3. The payment for services rendered by the Service
Company to the System, the Subsidiaries, the Nonutility
Subsidiaries and AES shall cover all the costs and expenses of
its doing business, excluding only a return for the use of equity
capital, and that each Subsidiary, Nonutility Subsidiary, the
System and AES shall pay its direct or fair proportionate share.
4. Payment shall be made by AES to the Service Company
on a monthly basis on or before the 20th day of the succeeding
month, upon receipt of a statement showing the amount due.

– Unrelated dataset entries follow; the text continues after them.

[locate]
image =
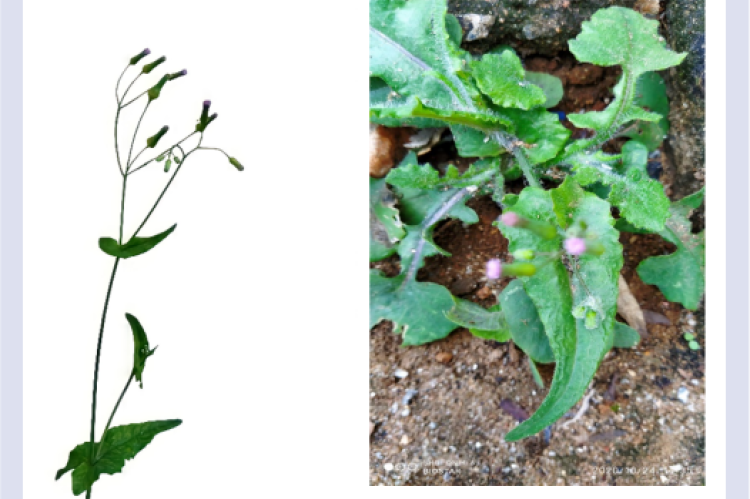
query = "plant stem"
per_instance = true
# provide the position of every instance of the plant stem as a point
(98, 357)
(127, 385)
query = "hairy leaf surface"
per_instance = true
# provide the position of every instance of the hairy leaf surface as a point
(680, 276)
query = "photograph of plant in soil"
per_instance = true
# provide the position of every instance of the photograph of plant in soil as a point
(527, 203)
(117, 444)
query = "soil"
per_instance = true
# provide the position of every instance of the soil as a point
(442, 423)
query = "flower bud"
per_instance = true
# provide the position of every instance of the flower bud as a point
(147, 68)
(178, 74)
(153, 140)
(519, 269)
(155, 91)
(136, 58)
(494, 269)
(510, 219)
(239, 167)
(590, 321)
(575, 246)
(524, 254)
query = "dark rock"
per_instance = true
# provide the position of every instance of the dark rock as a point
(542, 26)
(686, 143)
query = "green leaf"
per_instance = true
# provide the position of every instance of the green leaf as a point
(679, 276)
(386, 229)
(136, 246)
(488, 324)
(415, 204)
(618, 36)
(120, 444)
(641, 199)
(525, 325)
(550, 84)
(625, 336)
(651, 93)
(412, 175)
(535, 373)
(577, 349)
(541, 130)
(501, 77)
(141, 349)
(417, 309)
(405, 111)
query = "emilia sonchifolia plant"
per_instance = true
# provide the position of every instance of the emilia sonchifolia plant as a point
(563, 239)
(89, 460)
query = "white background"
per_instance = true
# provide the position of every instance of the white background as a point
(258, 299)
(263, 273)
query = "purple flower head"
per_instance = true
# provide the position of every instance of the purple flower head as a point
(575, 245)
(510, 219)
(494, 269)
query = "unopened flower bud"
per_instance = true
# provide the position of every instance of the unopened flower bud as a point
(237, 165)
(494, 269)
(178, 74)
(155, 91)
(154, 139)
(575, 246)
(510, 219)
(590, 320)
(524, 254)
(519, 269)
(147, 68)
(136, 58)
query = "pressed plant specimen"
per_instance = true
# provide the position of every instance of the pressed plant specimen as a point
(89, 460)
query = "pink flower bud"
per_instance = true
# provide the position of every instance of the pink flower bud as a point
(494, 269)
(575, 245)
(510, 219)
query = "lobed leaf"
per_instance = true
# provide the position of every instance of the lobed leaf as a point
(578, 349)
(550, 84)
(386, 229)
(415, 176)
(488, 324)
(120, 444)
(501, 78)
(417, 309)
(680, 276)
(526, 327)
(641, 199)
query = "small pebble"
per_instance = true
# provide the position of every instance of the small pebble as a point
(444, 357)
(682, 394)
(410, 394)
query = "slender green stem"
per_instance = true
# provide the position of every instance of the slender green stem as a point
(165, 151)
(164, 191)
(98, 358)
(111, 416)
(135, 134)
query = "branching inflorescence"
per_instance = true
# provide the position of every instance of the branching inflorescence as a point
(89, 460)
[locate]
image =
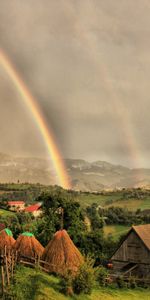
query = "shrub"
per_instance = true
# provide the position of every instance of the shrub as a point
(120, 282)
(102, 276)
(85, 278)
(132, 282)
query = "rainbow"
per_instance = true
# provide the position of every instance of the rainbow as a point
(47, 134)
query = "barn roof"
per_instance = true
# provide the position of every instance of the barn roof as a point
(33, 208)
(143, 231)
(15, 202)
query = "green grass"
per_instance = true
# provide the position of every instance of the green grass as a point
(6, 213)
(36, 285)
(115, 230)
(87, 199)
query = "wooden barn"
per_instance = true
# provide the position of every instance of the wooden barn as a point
(133, 255)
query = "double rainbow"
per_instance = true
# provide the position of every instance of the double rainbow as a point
(47, 134)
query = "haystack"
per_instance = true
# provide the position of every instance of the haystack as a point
(27, 245)
(6, 240)
(61, 254)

Certain charges billed by the Service Company to AES may not be
due immediately and will be so indicated on the statement of
billing. Monthly charges may be made on an estimated basis, but
adjustments will be made at the end of each calendar year so that
all charges for the calendar year will be in accordance with the
foregoing.
5. Nothing herein shall be construed to release the
officers and directors of AES from the performance of their
respective duties or limit the exercise of their powers as
prescribed by law or otherwise.
6. The offer set forth herein shall become a contract
effective as of the date of signing. Such Service Agreement shall
continue in full force and effect from year to year but may be terminated
by either party upon 60 days' prior notice, and AES may terminate
such contract at any time with or without notice for any cause
deemed by it to be sufficient.
7. The Service Agreement will be subject to termination
or modification at any time to the extent its performance may
conflict with the provisions of the Public Utility Holding
Company Act of 1935, as amended, or with any rule, regulation or
order of the Securities and Exchange Commission adopted before or
after the making of this Service Agreement and shall be subject
to the approval of any state commission or other regulatory body
whose approval is a legal prerequisite to its execution and
delivery or performance.
ALLEGHENY POWER SERVICE CORPORATION
By /s/ X. X. Xxxx
President
Attest:
/s/ Xxxxxx X. Xxxx
Secretary
Allegheny Energy Solutions, Inc.
By /s/ Xxxx X. Xxxx
President
Attest:
/s/ Xxxxxx X. Xxxx
Secretary
Exhibit I
Allegheny Power Service Corporation Principal Functions
In accordance with the terms and conditions of the
Service Agreement dated September 3, 1997, Allegheny Power
Service Corporation shall perform for AES the following services
as requested:
1.Provide technical support as needed to offer power
marketing services and to manage AES's interest in
Fort Xxxxxx Unit No. 1.
2.Planning and implementation of financial programs
to raise the funds required for AES, including
handling arrangements for bank borrowings and sales
of securities and relationships with investors and
analysts.
3.Counsel on corporate, legal and regulatory matters
and on important contractual relationships.
4.Provide general and administrative services
including, but not limited to, the following:
a) Purchasing.
b) Customer billing and accounting.
c) Information services, including computer
applications and programming and electronic
data processing.
d) Preparation of consolidated financial statements
and cost, statistical, and financial data, as required.
e) Assistance with respect to certain personnel matters,
including, but not limited to, employee benefit matters.
f) Preparation and filing of consolidated income tax
returns and following developments in federal and state
taxation regulations.
g) Administration of insurance.
h) Internal auditing.
i) Corporate security.
5. Certain other services in addition to the above as
Allegheny Power Service
Corporation may be able to provide and/or AES may require or request.